Hello all, I had a great trip to southern Colorado the last week of Sept. 
Me and Fred hiked into a wilderness area and had an excellent elk hunt. 

Fred is a 3yr old Alpine who im pretty proud of 
This was only the second serious packing trip he was on, and he did amazing. We hiked many many miles off trail in some steep deep rugged country. Fred acted like a seasoned Pro. 
He went all day everyday with 30lbs. And he carried 52lbs out for 6 miles and was still going strong when we hit the trailhead. 

Ive also got 5 young future packers at home that will be packing with fred in the future. 3 alpines, 2 sannens. So i look forward to all 6 of my boys on the trail together.


----------



## idahonancy (Dec 13, 2008)

You and Fred both did great. Congrats on the elk. I'm sure Fred can't wait for the other to grow up and share the load. How did you handle Fred when you were hunting. Was he around the elk? How did he react? 
IdahoNancy and the Oberpackers


----------



## Zac (Sep 17, 2012)

Fred Hunted all day everyday with me. He was only 20yds from this bull when i shot him. Once the elk saw fred, he just looked for a few seconds and then went back to browsing.
I had a similar encounter with a big mule deer buck who saw fred and looked for about 10 seconds and then bedded down 40yds away! very cool.
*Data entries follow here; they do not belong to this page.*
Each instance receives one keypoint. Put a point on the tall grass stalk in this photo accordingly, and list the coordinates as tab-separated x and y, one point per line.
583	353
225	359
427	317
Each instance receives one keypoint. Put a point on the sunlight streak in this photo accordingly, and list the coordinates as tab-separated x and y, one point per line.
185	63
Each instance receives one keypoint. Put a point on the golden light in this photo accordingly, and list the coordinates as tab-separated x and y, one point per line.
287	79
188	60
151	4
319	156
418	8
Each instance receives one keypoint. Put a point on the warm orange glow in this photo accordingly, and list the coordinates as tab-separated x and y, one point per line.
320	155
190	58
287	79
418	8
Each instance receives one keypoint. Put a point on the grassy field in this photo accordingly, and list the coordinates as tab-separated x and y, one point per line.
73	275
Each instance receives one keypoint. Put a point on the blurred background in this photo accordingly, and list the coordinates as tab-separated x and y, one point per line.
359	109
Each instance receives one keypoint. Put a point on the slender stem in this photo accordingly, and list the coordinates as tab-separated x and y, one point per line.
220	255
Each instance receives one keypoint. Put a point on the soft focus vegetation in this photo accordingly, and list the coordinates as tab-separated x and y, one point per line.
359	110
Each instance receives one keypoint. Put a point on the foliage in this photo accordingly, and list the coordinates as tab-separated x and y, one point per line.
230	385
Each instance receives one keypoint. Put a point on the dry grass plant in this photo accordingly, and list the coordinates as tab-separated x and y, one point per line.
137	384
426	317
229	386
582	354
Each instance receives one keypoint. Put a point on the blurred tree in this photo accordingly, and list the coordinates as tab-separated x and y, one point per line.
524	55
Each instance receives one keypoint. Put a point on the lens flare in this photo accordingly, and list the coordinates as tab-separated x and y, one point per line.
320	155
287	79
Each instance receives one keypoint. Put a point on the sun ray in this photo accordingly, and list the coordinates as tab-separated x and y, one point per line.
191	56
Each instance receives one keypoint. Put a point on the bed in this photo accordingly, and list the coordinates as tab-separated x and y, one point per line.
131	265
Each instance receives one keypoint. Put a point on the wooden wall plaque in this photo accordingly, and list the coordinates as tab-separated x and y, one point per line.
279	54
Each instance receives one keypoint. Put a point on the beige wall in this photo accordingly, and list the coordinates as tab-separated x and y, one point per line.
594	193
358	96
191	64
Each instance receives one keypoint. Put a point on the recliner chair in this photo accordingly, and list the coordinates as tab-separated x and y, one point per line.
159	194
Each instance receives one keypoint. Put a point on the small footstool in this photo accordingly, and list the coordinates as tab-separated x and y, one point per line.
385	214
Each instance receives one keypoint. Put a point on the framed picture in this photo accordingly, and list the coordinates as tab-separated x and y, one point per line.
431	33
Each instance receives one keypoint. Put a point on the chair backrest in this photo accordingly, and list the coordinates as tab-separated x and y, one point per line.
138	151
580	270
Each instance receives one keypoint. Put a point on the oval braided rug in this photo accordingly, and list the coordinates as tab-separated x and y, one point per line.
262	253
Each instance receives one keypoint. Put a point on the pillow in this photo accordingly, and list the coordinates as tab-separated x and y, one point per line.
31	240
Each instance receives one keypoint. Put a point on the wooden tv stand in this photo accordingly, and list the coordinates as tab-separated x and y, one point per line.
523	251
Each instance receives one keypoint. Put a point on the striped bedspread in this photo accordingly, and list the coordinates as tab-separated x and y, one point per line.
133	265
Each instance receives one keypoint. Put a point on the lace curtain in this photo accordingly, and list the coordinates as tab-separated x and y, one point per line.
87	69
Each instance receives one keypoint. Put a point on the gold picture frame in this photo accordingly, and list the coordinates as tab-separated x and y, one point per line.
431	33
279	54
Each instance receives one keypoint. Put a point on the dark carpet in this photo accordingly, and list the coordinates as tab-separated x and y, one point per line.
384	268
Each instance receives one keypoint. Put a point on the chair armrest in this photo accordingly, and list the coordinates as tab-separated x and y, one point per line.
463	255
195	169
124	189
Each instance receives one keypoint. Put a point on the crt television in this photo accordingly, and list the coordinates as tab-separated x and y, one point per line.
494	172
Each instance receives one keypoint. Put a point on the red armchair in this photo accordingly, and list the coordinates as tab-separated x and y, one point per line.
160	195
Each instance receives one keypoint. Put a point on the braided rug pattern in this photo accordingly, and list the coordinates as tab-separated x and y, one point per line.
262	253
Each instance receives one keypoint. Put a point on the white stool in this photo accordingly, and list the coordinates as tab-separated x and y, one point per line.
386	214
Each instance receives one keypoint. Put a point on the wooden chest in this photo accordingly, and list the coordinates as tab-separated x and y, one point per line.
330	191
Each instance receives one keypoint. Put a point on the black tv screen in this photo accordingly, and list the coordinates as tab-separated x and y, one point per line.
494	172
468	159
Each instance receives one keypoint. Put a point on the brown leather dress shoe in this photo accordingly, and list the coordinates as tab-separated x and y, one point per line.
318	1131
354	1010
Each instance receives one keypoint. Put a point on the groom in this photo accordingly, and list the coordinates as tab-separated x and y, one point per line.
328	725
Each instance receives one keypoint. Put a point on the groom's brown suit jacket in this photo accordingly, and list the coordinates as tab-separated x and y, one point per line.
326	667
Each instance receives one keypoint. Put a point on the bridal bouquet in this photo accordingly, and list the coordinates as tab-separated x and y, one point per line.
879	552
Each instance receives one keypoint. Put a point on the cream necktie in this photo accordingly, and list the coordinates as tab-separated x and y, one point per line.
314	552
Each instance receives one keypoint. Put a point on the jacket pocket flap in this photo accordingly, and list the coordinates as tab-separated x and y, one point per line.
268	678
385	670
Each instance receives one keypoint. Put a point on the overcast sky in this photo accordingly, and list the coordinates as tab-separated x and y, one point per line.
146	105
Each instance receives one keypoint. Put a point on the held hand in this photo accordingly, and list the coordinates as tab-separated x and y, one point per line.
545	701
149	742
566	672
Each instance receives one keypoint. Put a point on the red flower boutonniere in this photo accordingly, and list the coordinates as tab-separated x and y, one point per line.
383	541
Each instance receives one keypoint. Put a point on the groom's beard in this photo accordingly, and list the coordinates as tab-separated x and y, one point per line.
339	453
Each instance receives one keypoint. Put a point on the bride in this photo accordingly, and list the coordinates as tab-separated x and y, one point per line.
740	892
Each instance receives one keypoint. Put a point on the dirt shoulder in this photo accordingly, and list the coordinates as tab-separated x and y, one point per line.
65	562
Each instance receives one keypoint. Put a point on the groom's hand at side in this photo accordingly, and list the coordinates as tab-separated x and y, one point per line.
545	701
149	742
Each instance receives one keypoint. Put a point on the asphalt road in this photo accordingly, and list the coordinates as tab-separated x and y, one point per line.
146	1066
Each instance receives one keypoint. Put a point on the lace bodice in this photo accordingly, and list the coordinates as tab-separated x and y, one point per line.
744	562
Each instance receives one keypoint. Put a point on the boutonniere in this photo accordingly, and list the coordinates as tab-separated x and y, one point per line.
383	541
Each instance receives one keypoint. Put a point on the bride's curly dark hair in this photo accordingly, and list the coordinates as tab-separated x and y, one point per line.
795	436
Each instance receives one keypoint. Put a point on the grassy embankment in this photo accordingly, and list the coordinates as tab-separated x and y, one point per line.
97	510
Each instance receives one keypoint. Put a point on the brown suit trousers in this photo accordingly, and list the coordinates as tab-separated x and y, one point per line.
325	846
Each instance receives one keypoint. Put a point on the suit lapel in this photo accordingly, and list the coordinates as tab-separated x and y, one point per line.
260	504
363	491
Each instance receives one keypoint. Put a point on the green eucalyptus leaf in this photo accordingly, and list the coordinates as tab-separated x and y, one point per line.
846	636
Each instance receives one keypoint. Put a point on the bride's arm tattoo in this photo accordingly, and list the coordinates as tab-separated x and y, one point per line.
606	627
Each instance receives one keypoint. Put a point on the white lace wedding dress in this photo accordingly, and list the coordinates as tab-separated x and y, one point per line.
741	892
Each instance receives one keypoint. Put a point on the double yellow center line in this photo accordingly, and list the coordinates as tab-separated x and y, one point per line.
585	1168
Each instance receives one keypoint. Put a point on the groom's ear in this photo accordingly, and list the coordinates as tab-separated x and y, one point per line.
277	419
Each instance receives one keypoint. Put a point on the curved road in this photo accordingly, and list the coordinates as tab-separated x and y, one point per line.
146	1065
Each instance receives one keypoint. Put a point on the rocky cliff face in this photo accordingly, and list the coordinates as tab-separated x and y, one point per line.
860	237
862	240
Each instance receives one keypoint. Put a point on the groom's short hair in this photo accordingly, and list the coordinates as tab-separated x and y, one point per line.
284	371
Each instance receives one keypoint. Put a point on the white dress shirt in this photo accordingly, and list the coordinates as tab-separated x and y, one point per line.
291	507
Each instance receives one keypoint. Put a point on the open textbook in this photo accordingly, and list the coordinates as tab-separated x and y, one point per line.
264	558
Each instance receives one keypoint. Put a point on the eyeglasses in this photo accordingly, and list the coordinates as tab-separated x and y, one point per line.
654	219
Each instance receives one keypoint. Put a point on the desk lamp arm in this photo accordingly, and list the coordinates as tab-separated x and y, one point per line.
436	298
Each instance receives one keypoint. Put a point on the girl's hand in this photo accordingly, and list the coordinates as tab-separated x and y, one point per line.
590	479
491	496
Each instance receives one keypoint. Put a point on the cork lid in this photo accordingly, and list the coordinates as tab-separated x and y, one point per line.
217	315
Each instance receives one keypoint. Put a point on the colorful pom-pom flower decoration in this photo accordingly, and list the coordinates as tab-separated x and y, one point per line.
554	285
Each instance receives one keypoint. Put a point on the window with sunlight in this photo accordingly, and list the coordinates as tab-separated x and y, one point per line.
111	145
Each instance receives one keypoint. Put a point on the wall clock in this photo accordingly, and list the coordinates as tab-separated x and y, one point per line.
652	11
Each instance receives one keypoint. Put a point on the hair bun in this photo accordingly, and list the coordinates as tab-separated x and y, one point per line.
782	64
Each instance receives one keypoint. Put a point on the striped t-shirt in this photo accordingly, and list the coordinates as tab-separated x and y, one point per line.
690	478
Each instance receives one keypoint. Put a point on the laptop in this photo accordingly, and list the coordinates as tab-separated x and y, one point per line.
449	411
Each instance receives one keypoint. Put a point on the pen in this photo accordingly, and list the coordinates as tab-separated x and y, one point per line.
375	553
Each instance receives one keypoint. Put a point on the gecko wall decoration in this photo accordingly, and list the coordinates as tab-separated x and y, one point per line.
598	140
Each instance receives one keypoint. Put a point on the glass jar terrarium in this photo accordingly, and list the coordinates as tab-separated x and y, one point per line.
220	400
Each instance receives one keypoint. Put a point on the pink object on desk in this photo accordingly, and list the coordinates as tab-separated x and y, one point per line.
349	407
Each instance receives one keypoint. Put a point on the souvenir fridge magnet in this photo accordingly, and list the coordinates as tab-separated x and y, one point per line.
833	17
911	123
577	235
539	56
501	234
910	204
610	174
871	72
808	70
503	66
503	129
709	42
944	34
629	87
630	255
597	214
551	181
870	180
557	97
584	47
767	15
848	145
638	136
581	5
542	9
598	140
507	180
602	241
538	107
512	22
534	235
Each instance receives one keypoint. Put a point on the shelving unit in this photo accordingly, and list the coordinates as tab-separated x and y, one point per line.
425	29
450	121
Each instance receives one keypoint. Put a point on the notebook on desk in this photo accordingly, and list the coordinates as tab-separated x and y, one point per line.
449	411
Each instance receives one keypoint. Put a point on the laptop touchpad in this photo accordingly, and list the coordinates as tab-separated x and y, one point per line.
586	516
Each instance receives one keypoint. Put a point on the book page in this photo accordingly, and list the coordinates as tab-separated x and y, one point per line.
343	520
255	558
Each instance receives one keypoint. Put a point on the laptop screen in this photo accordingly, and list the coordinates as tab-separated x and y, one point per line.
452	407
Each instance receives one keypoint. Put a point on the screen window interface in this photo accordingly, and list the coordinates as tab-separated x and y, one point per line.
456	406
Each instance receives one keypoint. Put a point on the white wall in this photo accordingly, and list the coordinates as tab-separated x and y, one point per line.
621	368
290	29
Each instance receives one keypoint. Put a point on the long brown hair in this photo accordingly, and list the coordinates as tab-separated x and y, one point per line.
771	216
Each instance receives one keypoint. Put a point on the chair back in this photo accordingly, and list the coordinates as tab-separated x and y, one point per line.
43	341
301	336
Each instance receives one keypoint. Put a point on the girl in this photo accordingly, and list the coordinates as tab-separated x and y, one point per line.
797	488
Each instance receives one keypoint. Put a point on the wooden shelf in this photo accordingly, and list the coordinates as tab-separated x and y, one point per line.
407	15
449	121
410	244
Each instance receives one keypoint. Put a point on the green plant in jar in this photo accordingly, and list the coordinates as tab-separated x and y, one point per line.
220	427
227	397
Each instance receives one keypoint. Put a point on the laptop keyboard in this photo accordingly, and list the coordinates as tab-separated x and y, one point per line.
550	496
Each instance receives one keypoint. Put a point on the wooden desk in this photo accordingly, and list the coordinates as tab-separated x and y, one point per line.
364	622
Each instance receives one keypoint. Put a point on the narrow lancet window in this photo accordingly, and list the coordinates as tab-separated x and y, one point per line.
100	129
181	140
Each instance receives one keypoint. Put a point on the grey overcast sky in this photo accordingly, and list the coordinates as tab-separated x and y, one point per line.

Not sure ill let the goats hunt with me all day when the other 5 are big enough this coming fall. 6 could get a little busy! lol

And fred didnt pay much attention to the elk or deer he saw. He was alot more interested in the chipmunks that kept darting around him.


----------



## joecool911 (Jul 3, 2010)

Great report and congratulations. I'm a year from a similar experience. My 2 boys will be 2 years old this next spring. Will be going bow elk hunting with me next fall. Thanks for posting your pics and story!

Joe


----------



## TDG-Farms (Jul 12, 2013)

Thats a great looking boy and elk


----------



## Huckleberry (Mar 12, 2010)

Nice pic's and great looking goat! Congrats on the elk, looks like a great trip.


----------



## nebs (Sep 4, 2013)

Thanks for sharing you adventure, I really enjoyed the story and pics. Fred did great, and you now have a freezer full of great meat. I can't wait until I am hunting with goats!


----------



## Nanno (Aug 30, 2009)

That's awesome.


----------